В скором времени репетиции превратились в сольные концерты Фридмана. Жители города стали приходить в кинотеатр задолго до начала сеансов, чтобы послушать пианиста; теперь зрительный зал всегда был полон, у входа люди "стреляли" билеты - независимо от качества фильма.

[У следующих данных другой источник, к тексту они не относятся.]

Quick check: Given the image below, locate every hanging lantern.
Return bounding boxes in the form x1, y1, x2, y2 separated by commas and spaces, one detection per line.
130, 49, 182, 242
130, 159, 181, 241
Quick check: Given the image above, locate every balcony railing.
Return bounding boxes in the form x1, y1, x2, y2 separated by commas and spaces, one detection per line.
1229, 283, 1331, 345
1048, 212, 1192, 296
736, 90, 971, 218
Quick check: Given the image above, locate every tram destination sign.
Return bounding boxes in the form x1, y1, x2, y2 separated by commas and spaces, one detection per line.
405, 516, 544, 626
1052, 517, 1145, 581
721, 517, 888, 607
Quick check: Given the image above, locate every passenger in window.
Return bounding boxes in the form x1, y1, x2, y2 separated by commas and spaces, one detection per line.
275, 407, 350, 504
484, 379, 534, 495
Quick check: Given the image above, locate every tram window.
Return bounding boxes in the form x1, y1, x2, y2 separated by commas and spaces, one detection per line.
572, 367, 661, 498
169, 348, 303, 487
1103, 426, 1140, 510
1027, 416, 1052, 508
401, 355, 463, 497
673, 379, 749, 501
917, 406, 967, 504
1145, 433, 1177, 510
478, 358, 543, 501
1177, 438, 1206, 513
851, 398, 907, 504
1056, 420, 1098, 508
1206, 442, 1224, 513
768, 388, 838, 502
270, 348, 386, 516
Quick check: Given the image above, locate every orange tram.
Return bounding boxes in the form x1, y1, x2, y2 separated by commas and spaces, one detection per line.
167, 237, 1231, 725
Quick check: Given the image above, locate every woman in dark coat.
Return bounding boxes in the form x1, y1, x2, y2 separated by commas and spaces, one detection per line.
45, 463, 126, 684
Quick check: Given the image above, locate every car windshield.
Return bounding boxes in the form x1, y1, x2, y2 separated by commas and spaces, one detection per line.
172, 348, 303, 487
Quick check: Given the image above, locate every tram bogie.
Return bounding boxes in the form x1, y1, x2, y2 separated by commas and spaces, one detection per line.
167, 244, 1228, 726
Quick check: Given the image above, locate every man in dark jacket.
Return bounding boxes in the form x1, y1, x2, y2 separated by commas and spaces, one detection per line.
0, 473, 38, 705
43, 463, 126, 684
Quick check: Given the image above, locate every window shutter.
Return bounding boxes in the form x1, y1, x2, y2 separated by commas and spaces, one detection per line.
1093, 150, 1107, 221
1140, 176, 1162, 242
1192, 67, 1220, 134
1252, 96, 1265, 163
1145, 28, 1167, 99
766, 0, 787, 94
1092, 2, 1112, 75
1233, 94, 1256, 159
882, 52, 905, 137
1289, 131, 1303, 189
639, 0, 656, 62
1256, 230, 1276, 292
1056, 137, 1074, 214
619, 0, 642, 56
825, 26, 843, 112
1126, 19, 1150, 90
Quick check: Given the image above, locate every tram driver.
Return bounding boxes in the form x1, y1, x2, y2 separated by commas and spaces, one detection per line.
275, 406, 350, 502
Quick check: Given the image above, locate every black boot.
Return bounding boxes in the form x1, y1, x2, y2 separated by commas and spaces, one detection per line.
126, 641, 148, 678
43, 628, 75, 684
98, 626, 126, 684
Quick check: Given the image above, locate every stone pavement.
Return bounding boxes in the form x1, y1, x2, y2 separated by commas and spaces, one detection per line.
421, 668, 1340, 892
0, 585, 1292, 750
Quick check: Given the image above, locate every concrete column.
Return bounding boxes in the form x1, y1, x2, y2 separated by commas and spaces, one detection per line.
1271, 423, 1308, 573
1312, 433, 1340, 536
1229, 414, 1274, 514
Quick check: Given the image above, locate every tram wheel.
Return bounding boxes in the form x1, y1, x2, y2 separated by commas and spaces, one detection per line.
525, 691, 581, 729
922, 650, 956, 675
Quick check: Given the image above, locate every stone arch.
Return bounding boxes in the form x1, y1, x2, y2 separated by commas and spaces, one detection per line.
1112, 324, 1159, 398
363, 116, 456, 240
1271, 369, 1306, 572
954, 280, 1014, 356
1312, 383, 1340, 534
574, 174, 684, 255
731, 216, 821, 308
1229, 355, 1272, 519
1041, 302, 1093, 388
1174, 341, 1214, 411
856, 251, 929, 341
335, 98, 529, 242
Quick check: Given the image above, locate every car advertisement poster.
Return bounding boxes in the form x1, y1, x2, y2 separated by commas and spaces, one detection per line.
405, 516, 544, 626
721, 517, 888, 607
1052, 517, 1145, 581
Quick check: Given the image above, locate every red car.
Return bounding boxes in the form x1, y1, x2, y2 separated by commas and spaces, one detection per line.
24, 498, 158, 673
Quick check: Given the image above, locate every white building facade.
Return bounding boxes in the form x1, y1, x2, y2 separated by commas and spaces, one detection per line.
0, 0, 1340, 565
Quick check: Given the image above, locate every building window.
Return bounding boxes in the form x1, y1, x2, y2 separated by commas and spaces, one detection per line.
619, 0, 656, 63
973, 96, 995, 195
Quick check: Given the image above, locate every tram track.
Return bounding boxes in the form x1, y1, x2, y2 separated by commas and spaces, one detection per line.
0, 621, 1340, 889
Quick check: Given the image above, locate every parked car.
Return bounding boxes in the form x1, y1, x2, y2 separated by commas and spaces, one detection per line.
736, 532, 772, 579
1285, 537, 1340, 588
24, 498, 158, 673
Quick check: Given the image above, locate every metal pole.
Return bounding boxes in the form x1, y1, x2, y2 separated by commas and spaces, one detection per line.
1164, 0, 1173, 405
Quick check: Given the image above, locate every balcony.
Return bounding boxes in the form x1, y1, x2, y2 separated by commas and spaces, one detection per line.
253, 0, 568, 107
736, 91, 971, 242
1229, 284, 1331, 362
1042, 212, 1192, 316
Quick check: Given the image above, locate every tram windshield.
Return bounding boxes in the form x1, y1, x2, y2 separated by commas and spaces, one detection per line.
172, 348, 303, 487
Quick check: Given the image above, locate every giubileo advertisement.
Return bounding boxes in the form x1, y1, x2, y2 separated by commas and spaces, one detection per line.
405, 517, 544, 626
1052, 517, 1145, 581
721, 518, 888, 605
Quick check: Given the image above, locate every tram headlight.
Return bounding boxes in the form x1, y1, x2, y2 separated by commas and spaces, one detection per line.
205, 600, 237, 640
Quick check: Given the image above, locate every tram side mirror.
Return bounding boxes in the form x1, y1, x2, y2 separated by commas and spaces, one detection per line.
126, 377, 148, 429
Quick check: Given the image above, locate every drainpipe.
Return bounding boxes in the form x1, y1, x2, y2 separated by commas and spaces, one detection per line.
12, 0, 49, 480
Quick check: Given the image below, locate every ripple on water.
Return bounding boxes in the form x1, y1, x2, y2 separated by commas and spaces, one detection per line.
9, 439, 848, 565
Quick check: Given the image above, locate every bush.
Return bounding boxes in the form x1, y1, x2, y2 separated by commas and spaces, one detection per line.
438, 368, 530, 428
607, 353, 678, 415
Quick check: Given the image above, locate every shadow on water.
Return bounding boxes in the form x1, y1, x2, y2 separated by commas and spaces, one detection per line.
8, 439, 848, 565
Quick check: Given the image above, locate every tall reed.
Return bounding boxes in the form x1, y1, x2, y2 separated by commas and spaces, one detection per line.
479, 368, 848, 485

Как принято было писать в газетных репортажах, "результат не замедлил сказаться": на стене позади оркестра распласталось переходящее красное знамя с золотым шитьём "Пролетарии всех стран, соединяйтесь!" и "За отличные показатели в социалистическом соревновании". Знамя вручал САМ.
– Кадры решают всё!
– сказал он, пожимая Каюкову руку.
Событие, разумеется, "обмыли" - как всегда, в узком кругу в оркестрантской комнате.
Водку разлили в стеклянные баночки из-под консервов.
– Желаю коллективу успехов в боевой и политической подготовке! Николай Андреевич скороговоркой произнёс тост, пугливо оглянулся на дверь, торопливо сглотнул водку и обтёр губы рукавом.
– Когда страна быть прикажет агоем у нас агоем становится любой лехаим!
– Яша жадным залпом опорожнил свой "бокал".
– Допоёшься... на свою голову, - проворчал Ефим Соломонович.
– У нас все равны, - блёклым голосом констатировал Каюков, и неясно было, что он имел в виду: "у нас" - в стране или "у нас" - в оркестре. Выяснять, однако, не стали: все так все, равны так равны, а где "у нас" нам, татарам, как говорится...
Выпили ещё - на этот раз без тоста. Последние капли Яша выцедил из бутылки прямо в рот. Он запрокинул голову, прикрыл глаза, и его острый кадык заёрзал под кожей. Фридман ушёл в угол сцены и там, поскрипывая стулом, тихонько наигрывал.
Как-то раз во время репетиции на эстраде произошла заминка, которую вряд ли кто заметил, а если и заметил, не придал ей значения, а может придал, да не подал вида.
В фойе вошёл Фомин. Фридман на полуфразе прервал игру, торопливо поднялся, вытянул руки по швам; не поворачивая головы, боковым зрением Maestro наблюдал за вошедшим.
Фомин коротким жестом возвратил музыканта на место, и репетиция продолжалась.
Федя вбежал в комнату, баюкая, как младенца, запелёнутую в тряпицу вещь.